Track 3 Topic 1: Track Overview

This track first creates a Kubernetes cluster. Then we expand the Kafka system deployed in the previous tutorial track with a Kafka-Connect component. The Kafka-Connect component needs to run on the Kubernetes cluster.

The reason for adding the Kafka-Connect component is to run readers. A reader loads data from a data source in real-time and saves the data to a Kafka topic. Here “real-time” means the reader runs 24 x 7. It automatically detects new records from the source and loads them. We will design a reader that loads from text files in the cloud storage.

Calabash offers the following readers that require the Kafka-Connect:

  • Text file reader
  • Binary file reader
  • JSON file reader
  • Avro file reader
  • Parquet file reader
  • Microsoft Excel file reader
  • Google sheets reader
  • JDBC query reader

Calabash also offers a unique reader that does not require Kafka-Connect. This reader is the “API Service” reader. An API Service reader creates a secure REST API to accept POST or PUT messages. It then turns around to save data to a Kafka topic. Using the API Service reader, you can further insulate your Kafka system from the outside world. You can also simplify logging to Kafka because posting to a REST API is a lot easier than directly producing data to Kafka.

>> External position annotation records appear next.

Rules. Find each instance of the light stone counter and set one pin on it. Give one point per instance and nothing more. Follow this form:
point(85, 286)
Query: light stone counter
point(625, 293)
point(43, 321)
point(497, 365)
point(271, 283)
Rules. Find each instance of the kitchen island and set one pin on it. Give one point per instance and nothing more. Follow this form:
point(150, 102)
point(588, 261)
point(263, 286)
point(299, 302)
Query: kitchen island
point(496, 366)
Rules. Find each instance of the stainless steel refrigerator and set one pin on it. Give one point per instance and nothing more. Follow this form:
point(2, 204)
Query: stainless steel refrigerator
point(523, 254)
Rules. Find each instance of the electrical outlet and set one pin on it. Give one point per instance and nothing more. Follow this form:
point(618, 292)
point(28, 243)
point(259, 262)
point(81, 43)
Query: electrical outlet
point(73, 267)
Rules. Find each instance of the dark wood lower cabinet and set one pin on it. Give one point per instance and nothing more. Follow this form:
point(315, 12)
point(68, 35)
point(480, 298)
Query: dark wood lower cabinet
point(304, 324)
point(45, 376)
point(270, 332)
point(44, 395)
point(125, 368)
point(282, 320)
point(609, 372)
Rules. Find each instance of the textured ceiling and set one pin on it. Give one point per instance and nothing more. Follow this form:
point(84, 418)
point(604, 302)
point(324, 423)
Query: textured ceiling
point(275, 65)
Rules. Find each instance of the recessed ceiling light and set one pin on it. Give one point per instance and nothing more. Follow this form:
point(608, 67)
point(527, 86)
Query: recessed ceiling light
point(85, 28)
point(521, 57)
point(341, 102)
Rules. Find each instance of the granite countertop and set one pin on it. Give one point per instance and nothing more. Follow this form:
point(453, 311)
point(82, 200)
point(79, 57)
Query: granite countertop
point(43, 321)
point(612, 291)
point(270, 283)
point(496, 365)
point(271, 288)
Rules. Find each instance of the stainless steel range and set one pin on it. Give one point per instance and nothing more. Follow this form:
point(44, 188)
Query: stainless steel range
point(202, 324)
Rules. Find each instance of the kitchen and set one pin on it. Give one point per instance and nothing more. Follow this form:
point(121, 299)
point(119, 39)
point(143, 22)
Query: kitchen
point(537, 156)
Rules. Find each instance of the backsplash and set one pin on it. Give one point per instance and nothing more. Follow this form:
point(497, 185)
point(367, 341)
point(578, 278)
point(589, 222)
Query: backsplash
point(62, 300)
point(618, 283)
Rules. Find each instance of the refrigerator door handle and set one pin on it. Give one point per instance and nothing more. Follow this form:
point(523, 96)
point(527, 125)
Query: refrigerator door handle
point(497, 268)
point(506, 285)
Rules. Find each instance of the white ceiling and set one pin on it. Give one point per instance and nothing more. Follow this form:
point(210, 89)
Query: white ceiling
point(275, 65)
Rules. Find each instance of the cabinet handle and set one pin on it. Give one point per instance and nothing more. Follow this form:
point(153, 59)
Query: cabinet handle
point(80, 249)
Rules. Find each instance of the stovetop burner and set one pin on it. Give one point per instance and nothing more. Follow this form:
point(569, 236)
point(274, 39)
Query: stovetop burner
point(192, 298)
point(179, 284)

We will create an API Service reader in Track 9 of the tutorial.

In addition to readers, Kafka-Connect also supports writers. Calabash offers the following types of writers.

  • CSV file writer
  • JSON file writer
  • Avro file writer
  • Parquet file writer
  • JDBC table writer
  • Google BigQuery writer
  • API target writer

We will try the writer in Track 7 of the tutorial.